Field work is always presenting new challenges. The setback of the week was the broken motorcycle. After finding the nest with nestlings, Lauren volunteered to perform prey surveys in that area in the hopes of stopping by the nest and seeing the nestlings. Little did she know when she volunteered, that it would be a balmy 26 degrees in the morning and the motorcycle was the only vehicle to get there! She was undeterred. Adding to the challenges was a couple of new inches of snow on the ground. She headed off for the slippery cold ride as Michelle and I climbed into the heated truck. Six hours later when our work was done, we would learn of Lauren's fate. The roads were very snowy and slippery which quickly turned into wet and slippery after the sun came up. Not the ideal conditions for a motorcycle. The bike unavoidably slipped into a rut and the chain came off. Six miles from camp on a dead end road. What a beautiful morning for a walk! While Michelle and I were performing prey surveys and call stations, Lauren was hiking the muddy road back to camp. Just before arriving back at camp, the first person she saw was the man, Rick, from the neighboring camp who Lauren had made friends with the night before. He offered to help, took her to the bike and got it back on the road. When we returned later in the day, Lauren was sleeping on the ground next to the bike in camp. Next on the agenda was a bike repair in Twin Falls! On Saturday I took it to the shop. Standard answer - sometime next week. I tried to politely reemphasize my urgency - it was a work bike and the only way I could get my study complete. Well, maybe they would get to it later in the day. Ok, I will wait.  This was not the answer he was expecting. They decided to put it on the rack right then. About an hour and a half later, I was headed back into the hills! Thank you to Kevin at Adventure Motorsports!

The Week ahead

The week ahead brings much of the same, but on a larger scale. More nests to find, more prey surveys to do, and more cameras to install! Hopefully with access to new territories. It will be a busy, but wonderful time. For the next ten days we will have a second field assistant and possibly one or two other volunteers spending time in the field.

Other experiences

One of the things I love about field work, is you come across many different surprises and discoveries. Such as spooking up a deer or an elk while walking through the woods. I actually logged an elk at 60m during a prey transect! Ok, maybe a goshawk can't take an elk, but I wrote it down anyway. Lauren saw a Moose, and I had a Badger. Coyotes, Beavers, White-tailed Jackrabbits, you name it.

One of three Beavers working this pond.

Since we spend a lot of time looking for nests, we have a high probability of find them.

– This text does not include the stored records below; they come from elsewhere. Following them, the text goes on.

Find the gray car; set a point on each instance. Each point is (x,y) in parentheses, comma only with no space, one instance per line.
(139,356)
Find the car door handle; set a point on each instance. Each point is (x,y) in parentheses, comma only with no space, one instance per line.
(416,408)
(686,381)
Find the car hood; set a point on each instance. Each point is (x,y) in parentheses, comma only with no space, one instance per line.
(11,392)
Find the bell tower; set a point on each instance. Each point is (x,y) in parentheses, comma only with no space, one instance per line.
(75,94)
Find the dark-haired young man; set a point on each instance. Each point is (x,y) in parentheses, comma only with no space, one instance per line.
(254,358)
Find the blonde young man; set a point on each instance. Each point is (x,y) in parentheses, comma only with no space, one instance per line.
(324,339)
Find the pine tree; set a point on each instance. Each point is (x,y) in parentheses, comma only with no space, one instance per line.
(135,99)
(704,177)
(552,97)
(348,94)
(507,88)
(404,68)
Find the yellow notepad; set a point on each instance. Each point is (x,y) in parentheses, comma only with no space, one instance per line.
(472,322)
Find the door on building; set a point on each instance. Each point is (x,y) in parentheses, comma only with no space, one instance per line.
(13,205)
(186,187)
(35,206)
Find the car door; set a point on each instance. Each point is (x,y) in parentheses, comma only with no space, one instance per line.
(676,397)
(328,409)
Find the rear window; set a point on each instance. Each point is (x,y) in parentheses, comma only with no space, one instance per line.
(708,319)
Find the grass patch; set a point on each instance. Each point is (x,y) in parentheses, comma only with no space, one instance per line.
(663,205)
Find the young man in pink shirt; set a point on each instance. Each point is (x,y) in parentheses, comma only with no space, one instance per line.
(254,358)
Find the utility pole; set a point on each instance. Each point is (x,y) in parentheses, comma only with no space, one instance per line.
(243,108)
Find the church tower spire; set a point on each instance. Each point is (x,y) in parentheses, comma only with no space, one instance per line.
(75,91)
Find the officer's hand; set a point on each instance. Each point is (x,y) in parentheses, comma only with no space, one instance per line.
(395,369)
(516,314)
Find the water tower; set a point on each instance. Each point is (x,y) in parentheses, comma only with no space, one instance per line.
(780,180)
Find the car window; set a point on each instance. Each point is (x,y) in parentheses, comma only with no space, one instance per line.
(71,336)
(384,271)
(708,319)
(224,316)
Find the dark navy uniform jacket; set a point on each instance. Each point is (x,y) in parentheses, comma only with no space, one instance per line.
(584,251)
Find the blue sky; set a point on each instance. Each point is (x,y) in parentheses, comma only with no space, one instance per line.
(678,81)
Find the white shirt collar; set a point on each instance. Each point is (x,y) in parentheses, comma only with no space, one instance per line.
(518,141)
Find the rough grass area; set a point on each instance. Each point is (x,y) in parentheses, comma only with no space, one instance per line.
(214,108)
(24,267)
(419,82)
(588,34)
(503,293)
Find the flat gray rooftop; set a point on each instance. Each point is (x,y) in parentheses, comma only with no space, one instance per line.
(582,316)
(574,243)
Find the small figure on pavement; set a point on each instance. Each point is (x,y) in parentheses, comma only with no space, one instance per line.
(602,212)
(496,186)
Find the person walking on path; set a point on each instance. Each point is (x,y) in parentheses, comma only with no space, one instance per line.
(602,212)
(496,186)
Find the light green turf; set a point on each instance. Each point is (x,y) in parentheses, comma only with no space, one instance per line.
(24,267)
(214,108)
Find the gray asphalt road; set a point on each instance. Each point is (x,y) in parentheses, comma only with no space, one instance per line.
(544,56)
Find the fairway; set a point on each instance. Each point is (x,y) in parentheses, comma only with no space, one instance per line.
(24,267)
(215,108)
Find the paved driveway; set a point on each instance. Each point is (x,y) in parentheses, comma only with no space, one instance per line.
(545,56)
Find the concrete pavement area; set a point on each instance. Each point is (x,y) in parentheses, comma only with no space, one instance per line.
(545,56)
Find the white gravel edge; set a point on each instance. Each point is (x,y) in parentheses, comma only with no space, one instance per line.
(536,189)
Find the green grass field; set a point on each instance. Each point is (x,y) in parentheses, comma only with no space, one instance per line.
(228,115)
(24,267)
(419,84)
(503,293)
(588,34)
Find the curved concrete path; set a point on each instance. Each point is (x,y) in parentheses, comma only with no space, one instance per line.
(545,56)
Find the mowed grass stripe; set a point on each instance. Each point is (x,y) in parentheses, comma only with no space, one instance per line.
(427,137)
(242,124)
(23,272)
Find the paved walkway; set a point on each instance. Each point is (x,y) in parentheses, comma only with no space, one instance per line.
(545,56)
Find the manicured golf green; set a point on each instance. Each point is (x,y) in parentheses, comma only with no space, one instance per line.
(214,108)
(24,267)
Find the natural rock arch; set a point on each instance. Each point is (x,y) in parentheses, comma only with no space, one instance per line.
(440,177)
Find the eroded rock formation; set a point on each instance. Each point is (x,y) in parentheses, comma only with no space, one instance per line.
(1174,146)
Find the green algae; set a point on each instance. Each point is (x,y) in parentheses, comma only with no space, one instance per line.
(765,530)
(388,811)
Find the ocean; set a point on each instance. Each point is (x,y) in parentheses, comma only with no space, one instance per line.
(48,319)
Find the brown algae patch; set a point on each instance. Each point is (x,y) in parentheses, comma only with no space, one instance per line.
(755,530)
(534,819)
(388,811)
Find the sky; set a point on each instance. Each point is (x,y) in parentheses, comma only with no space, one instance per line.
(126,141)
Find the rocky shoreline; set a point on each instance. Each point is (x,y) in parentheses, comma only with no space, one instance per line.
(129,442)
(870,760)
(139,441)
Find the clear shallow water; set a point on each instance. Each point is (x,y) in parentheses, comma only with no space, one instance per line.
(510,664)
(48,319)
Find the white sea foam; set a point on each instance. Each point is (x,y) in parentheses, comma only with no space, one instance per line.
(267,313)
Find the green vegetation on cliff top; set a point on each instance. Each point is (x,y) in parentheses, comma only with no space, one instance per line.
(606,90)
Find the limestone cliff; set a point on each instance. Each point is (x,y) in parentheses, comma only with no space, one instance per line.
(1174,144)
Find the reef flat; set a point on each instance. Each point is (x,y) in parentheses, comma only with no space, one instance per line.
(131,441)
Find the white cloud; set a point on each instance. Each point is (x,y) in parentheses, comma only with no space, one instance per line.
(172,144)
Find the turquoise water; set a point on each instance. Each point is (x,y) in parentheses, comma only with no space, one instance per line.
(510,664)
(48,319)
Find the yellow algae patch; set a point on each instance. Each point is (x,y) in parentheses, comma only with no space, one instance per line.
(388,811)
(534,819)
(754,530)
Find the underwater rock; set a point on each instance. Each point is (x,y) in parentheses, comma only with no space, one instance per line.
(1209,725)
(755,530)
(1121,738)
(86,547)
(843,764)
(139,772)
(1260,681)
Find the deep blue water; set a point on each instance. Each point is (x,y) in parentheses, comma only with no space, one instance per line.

To add to our five Northern Goshawk nests, we have found an occupied Red-tailed Hawk nest (with nestling), an occupied Cooper's Hawk nest, and an occupied Common Raven nest (with nestlings). The most surprising was the American Robin nest that I discovered when my face was about 2 feet away and the female Robin flushed from the nest! Scared the crap out of me!

American Robin Nest.

Another surprise was having a Northern Saw-whet Owl fly right by me mid-day and perch in a tree.

Northern Saw-whet Owl.

Unfortunately, one thing we are likely to see a lot more of is dead raptors. Once raptors fledge, their chance of survival greatly diminishes. Over 50% will likely die during the next 3 or 4 months. While not a raptor, this fledgling Raven didn't do so well.

Dead Common Raven Fledgling.

You can tell it is a fledgling as its feathers were still growing. An adult will only replace a few feathers at a time, whereas a fledgling will still be growing all of their feathers. This fledgling Long-eared Owl also met its fate. I found this right after watching an adult Long-eared Owl fly by.

Very dead Long-eared Owl Fledgling.

Yes, only a geeky biologist photographs the dead things he finds...

With that, I have a few days off an then its back to work. Prey surveys, nest cameras, new territories, it feels like a whole new project. I can't wait to get back out there!